Most private company owners are used to doing things for themselves. Many founded the companies that they run, and they took care of sales, operations, and financing alone before their company grew large enough to have an organization to manage those functional areas. Entrepreneurs are successful because they are versatile and are unafraid to take on the challenge of doing what needs to be done at each stage in the life cycle of their company. So it’s natural for company owners to want to take on the task of selling their company as one more personal challenge that they can do as well as an outside expert.
As a result, some company owners choose to handle the process of selling their company themselves. Some of these owners successfully sell their company for a high valuation. Many of them successfully sell their company, but for a lower price or on weaker terms than they may have deserved. And too many of them aren’t successful at selling at all.
Company owners hire investment bankers to manage the process and represent their interests in the sale of their companies. There are a number of reasons why smart owners pay investment banking fees for these services.
Reason #1 – Minding the Business
It typically takes between 6 months to a year to complete the sale of a private company. A successful sale depends on the company continuing to perform at or above its projected earnings throughout that process. Falling behind the projection will expose the owner losing the deal in the process, or having to reduce the price to keep the deal going.

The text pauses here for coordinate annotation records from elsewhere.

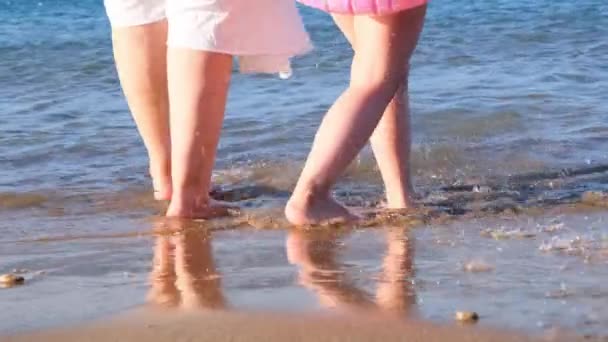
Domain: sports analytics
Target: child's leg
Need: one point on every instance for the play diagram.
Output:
(384, 44)
(140, 54)
(198, 88)
(391, 140)
(391, 143)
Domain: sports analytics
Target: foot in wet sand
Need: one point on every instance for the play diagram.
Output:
(198, 208)
(317, 211)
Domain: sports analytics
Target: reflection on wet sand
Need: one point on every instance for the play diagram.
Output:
(184, 274)
(316, 254)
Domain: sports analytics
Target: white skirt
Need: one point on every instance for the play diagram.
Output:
(263, 34)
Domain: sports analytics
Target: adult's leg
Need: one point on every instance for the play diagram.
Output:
(198, 89)
(140, 55)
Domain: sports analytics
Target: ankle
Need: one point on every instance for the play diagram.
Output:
(306, 196)
(398, 201)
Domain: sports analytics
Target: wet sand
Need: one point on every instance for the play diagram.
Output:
(242, 326)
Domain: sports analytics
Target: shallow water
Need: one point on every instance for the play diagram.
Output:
(510, 132)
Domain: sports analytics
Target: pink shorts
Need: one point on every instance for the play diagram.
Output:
(369, 7)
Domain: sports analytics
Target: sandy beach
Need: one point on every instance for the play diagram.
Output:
(242, 326)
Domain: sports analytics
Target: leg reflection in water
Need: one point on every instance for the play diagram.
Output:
(316, 252)
(184, 274)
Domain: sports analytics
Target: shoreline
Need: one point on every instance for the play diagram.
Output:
(157, 326)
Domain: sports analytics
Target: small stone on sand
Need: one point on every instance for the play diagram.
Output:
(467, 316)
(10, 280)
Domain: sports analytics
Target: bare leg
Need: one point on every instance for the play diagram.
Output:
(376, 75)
(140, 54)
(391, 143)
(391, 140)
(198, 89)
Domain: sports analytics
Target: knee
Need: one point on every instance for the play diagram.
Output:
(380, 79)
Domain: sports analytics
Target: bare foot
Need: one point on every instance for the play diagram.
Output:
(317, 211)
(161, 182)
(197, 208)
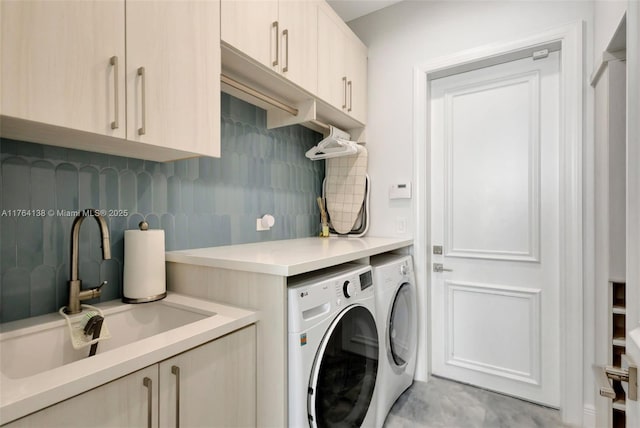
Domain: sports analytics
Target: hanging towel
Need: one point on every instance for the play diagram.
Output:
(345, 188)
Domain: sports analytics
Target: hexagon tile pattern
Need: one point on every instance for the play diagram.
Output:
(201, 202)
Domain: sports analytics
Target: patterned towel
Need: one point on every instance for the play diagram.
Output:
(345, 189)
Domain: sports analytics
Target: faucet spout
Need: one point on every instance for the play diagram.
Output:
(76, 294)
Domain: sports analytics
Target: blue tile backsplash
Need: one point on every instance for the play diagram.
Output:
(200, 202)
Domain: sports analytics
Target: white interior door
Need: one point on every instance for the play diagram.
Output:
(495, 215)
(633, 199)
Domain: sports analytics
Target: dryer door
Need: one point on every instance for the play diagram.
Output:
(344, 371)
(401, 331)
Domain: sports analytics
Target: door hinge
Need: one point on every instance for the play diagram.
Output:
(628, 373)
(541, 54)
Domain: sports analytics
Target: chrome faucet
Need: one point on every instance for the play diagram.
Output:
(76, 294)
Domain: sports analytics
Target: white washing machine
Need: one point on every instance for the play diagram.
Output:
(333, 349)
(397, 312)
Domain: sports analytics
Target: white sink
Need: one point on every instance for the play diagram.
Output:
(39, 367)
(28, 351)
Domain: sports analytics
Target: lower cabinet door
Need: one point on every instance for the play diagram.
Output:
(213, 385)
(126, 402)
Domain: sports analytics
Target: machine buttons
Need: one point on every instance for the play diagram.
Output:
(348, 289)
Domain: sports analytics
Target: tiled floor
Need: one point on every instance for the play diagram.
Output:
(441, 403)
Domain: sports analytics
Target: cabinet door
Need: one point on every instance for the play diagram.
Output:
(332, 77)
(299, 42)
(356, 60)
(248, 25)
(122, 403)
(56, 66)
(173, 74)
(213, 385)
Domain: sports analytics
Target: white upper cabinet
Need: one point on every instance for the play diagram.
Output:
(70, 76)
(250, 27)
(57, 67)
(299, 42)
(342, 65)
(281, 35)
(173, 69)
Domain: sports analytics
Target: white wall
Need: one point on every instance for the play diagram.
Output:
(413, 32)
(607, 16)
(410, 33)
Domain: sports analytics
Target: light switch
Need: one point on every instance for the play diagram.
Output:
(400, 191)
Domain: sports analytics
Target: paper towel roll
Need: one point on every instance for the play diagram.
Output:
(144, 267)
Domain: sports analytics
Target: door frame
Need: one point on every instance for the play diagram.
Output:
(569, 39)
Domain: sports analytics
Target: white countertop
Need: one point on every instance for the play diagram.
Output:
(288, 257)
(20, 397)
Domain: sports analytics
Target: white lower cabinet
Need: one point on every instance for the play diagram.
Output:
(212, 385)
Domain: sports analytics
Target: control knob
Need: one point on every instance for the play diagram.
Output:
(404, 269)
(348, 289)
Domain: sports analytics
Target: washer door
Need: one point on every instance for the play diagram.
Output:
(402, 326)
(344, 371)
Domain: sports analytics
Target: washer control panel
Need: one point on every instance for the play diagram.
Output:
(352, 286)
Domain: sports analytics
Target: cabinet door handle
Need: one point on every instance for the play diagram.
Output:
(114, 63)
(149, 384)
(285, 33)
(275, 25)
(344, 87)
(176, 371)
(143, 129)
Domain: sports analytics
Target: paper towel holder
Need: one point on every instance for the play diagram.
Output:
(142, 292)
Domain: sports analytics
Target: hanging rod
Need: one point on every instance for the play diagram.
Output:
(266, 98)
(320, 124)
(257, 94)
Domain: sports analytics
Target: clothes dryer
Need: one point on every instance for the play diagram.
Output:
(397, 311)
(333, 349)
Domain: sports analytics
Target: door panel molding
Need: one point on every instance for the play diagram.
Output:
(514, 349)
(519, 241)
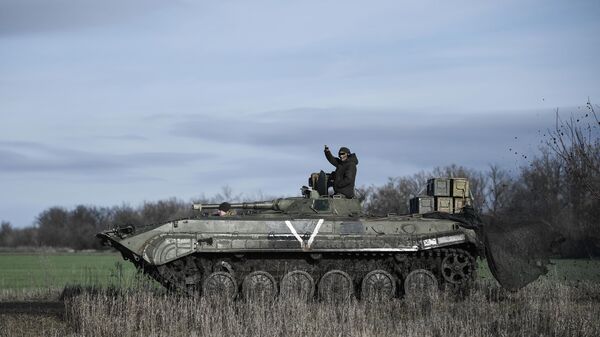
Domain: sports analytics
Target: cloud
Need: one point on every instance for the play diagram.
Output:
(420, 138)
(32, 16)
(31, 157)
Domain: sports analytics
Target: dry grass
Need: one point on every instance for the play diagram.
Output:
(544, 308)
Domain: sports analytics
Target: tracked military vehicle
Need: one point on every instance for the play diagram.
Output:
(313, 246)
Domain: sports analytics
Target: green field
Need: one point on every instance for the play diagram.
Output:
(55, 270)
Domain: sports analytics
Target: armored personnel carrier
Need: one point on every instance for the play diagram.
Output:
(313, 246)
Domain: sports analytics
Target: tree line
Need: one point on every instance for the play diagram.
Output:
(559, 188)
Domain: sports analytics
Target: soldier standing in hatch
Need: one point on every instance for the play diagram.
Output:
(345, 171)
(224, 210)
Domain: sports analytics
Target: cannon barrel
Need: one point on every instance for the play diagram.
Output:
(273, 205)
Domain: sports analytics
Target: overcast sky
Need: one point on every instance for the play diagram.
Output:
(121, 101)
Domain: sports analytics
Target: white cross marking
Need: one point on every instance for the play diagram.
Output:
(305, 245)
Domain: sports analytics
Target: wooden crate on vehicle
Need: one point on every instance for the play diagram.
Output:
(421, 204)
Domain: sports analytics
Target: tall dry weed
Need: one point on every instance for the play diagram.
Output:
(545, 308)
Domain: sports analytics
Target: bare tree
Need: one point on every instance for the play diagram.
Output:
(498, 192)
(576, 141)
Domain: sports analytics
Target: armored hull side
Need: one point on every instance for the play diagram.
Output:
(300, 255)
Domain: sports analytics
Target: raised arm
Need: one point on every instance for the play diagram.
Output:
(333, 160)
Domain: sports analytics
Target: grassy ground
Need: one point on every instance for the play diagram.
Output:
(45, 271)
(566, 302)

An owner who tries to manage the investment banking process while continuing to be responsible for the company’s performance can get trapped by conflicting demands on time. It is essential for the owner to stay focused on the company’s current earnings record. Deals take large blocks of time in certain phases. It is better for the outside dealmaker to carry these tasks instead of taking the owner away from his primary duties. Owners who try to manage this part of the process can risk both the company’s current operating results and the deal itself.
An outside M&A advisor will stay focused on the deal while the owner stays focused on running the company’s day-to-day operations.